= Love and Sex with Robots (conference) =

Academic conference series on human–robot intimacy

Love and Sex with Robots (often abbreviated LSR) is an academic conference series on human–robot intimacy, sex robots, and related ethical, social, and technological issues.

== History ==
According to the organizers, the conference series grew out of earlier meetings on human–robot personal relationships held in the Netherlands between 2008 and 2010, and was renamed as the International Congress on Love and Sex with Robots in 2014.

The first congress under that title was held in Madeira in 2014. A planned 2015 edition in Malaysia was cancelled after local authorities declared the event illegal, following objections to organisers’ use of the Tourism Malaysia logo in a way that suggested official endorsement.

The second held edition took place at Goldsmiths, University of London, on 19–20 December 2016.

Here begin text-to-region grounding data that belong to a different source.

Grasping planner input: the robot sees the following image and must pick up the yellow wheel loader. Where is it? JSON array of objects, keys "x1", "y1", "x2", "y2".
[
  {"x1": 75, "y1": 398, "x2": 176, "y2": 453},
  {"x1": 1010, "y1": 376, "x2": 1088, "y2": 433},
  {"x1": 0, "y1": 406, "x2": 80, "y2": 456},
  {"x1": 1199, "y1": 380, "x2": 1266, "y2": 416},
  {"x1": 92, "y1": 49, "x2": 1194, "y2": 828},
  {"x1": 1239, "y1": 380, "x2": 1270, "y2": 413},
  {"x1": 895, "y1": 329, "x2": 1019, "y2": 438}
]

A planned fourth congress in Missoula, Montana, in 2018 was cancelled amid controversy surrounding the co-located Advances in Computer Entertainment conference after Steve Bannon had been announced as an ACE keynote speaker.

Other editions were held in London in 2017, Brussels in 2019, and online in 2020. In 2025, UQAM hosted what it described as the conference's 10th edition in Montreal.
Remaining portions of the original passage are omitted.